My husband, Paul, and I have stopped in for five days because Luang Prabang is a UNESCO World Heritage site — and because Laos still holds enough mystique to offset the escalating buzz from media must-visit lists and tourists seeking the next hot destination.

A town of 26,000, Luang Prabang is shaped like a tongue, formed by the Nam Khan River as it curves to meet the Mekong. The waters of these two rivers are dense with mud, as if history were dissolved in them and were flowing relentlessly, opaquely past.

In 1353, this lick of land was the seat of a kingdom known as Lan Xang, or the Land of a Million Elephants. It also was once the Laotian capital, losing out to Vientiane when France took over the country in 1893. And it was home to the royal family until 1975, when the Pathet Lao communists gained power and, it is said, banished the royals to a cave.

We’re in cozier quarters: a thatch-roofed bamboo bungalow set on a high riverbank outside town, overlooking the Nam Khan. There is no TV. From our balcony, lazing against triangular bolsters, we shamelessly gaze down on our neighbors across the river with that fascination modern urbanites have for the simple life. The far bank is patchworked with small plots. Men hoe vegetables, women scrub laundry in the dingy water, a fisherman checks his bamboo traps, kids turn a washbasin into an impromptu boat and skid away from their soap-wielding mom.
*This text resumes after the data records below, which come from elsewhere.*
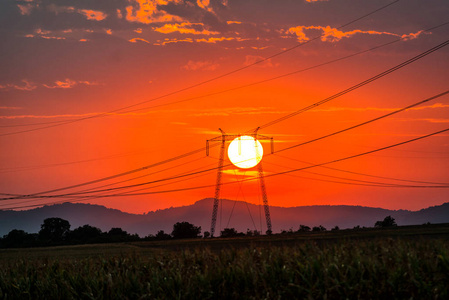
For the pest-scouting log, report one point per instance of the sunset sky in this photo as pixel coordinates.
(93, 89)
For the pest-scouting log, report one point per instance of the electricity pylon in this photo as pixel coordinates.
(230, 137)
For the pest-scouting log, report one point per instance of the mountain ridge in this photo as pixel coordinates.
(236, 214)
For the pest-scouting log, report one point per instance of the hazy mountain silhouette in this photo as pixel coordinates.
(244, 216)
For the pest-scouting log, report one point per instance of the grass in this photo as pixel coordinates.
(331, 266)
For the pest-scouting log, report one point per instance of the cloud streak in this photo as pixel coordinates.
(330, 34)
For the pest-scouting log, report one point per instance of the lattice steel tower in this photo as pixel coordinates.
(230, 137)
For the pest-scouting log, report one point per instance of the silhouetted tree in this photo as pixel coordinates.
(54, 230)
(230, 232)
(290, 231)
(304, 228)
(387, 222)
(250, 232)
(319, 228)
(86, 234)
(18, 239)
(120, 235)
(161, 235)
(185, 230)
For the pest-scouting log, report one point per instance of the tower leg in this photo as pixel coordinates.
(265, 199)
(217, 188)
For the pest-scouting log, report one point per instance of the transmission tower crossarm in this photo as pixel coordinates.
(265, 199)
(218, 185)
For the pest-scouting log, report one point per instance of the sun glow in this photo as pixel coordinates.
(245, 152)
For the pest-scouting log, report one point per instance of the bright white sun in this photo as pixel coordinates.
(245, 152)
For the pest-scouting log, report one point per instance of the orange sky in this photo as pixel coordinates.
(63, 61)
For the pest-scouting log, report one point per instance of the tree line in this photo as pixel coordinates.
(56, 231)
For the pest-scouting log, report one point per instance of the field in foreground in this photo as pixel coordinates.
(373, 265)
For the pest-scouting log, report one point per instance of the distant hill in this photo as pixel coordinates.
(244, 216)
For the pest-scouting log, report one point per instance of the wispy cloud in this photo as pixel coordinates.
(185, 28)
(135, 40)
(68, 83)
(147, 12)
(25, 85)
(251, 59)
(330, 34)
(174, 40)
(93, 14)
(214, 40)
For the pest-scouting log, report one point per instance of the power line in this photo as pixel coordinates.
(368, 175)
(367, 122)
(274, 174)
(397, 67)
(359, 85)
(246, 85)
(205, 81)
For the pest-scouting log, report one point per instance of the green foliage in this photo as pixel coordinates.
(230, 232)
(353, 269)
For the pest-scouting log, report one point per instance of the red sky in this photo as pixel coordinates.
(63, 61)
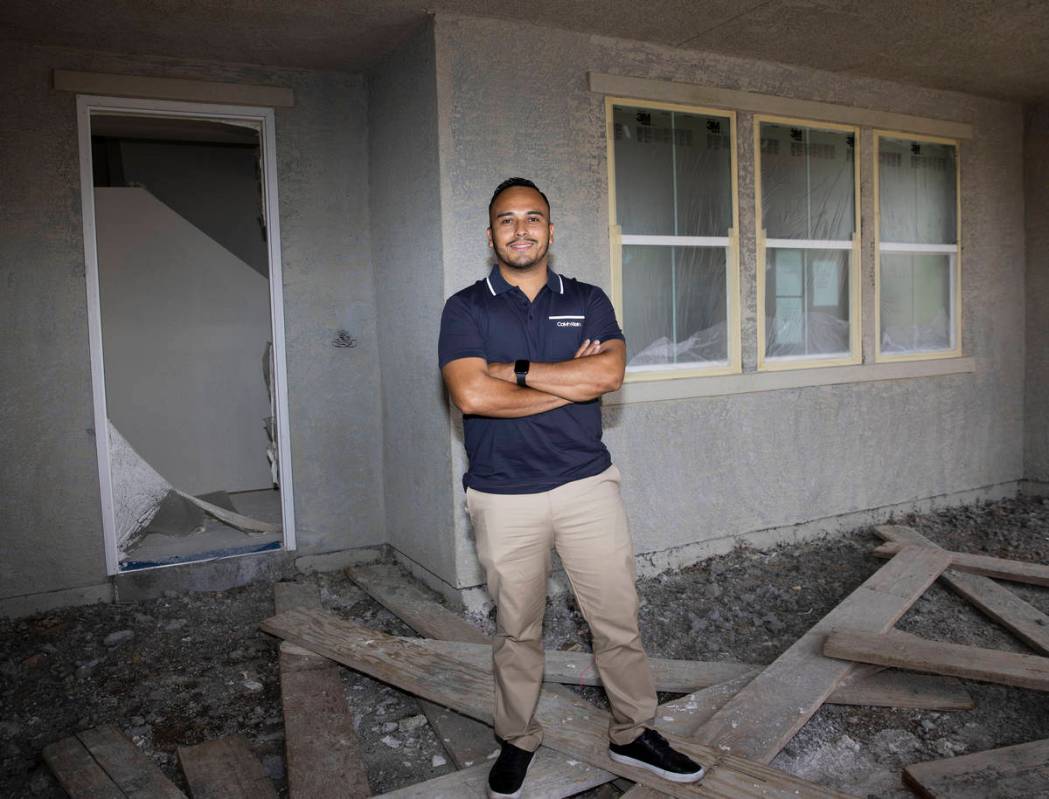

The vast majority of Laos’s population is rural, but 10 minutes away by tuk-tuk, the bargain-priced motorcycle-powered open trucks, Luang Prabang bustles. In 1988, the year Laos reopened to tourists, only 600 of them visited the entire country; there are probably that many trolling Luang Prabang’s streets today alone. We see bamboo scaffolding where repairs are being made to colonial-era stuccoed homes with mossy tiled roofs and sagging shutters, efforts to meet the growing demand for guesthouses.

Luang Prabang’s architecture catapulted it onto the World Heritage list in 1995. The sublime mix of old Laotian wooden houses, half-timbered buildings, stalwart French structures and ancient Buddhist temples can be found nowhere else, UNESCO says.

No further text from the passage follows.